Black Hat researchers have engineered a way to easily and cheaply crack GSM's encryption
WASHINGTON -- BLACK HAT DC 2008 -- A pair of researchers has created a low-cost and simple hack to crack the encryption in GSM mobile phones and intercept voice conversations and SMS text messages -- within minutes.
David Hulton and a researcher who goes only by “Steve,” revealed their new technology here at Black Hat DC yesterday. It’s a combination of 2 terabytes worth of hard drives and one field programmable gate array (FPGA) -- which cost about $1,000 to construct.
The researchers claim to be the first to engineer a low-cost, “practical” attack against GSM’s A5/1 encryption algorithm. Their goal was to flag the weak security in the GSM network, but the ease with which they were able to hack it came as a surprise to them: “I was shocked when I saw the [GSM] specs floating around on the Net,” Hulton said. “We were surprised at how fast we could implement this on FGPAs…it’s just incredible speed available to anyone these days.”
Their tool hacks the voice calls and SMS messages in about 30 minutes -- a far cry from the thousands of years it would take to crack it via a PC, they say. They plan to release a commercial-grade version of the tool in the second quarter that cracks calls in 30 seconds, they say.

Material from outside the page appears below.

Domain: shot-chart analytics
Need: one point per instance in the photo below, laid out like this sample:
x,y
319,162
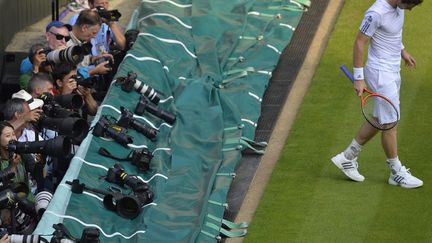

The more FGPAs, the faster it cracks the GSM call’s encryption key, they say.
And since some GSM networks reuse the same key for 16 calls, an attacker could access all of those calls, the researchers say.
Researcher Halvar Flake, aka Thomas Dullien, says Hulton and Steve’s work is significant because it makes cracking the GSM encryption algorithm for the first time relatively simple and inexpensive to do.
“GSM is not secure, but it has to be,” Steve says. “There will be an increase in data and identity theft, tracking, and unlawful interception going on” via GSM, he says.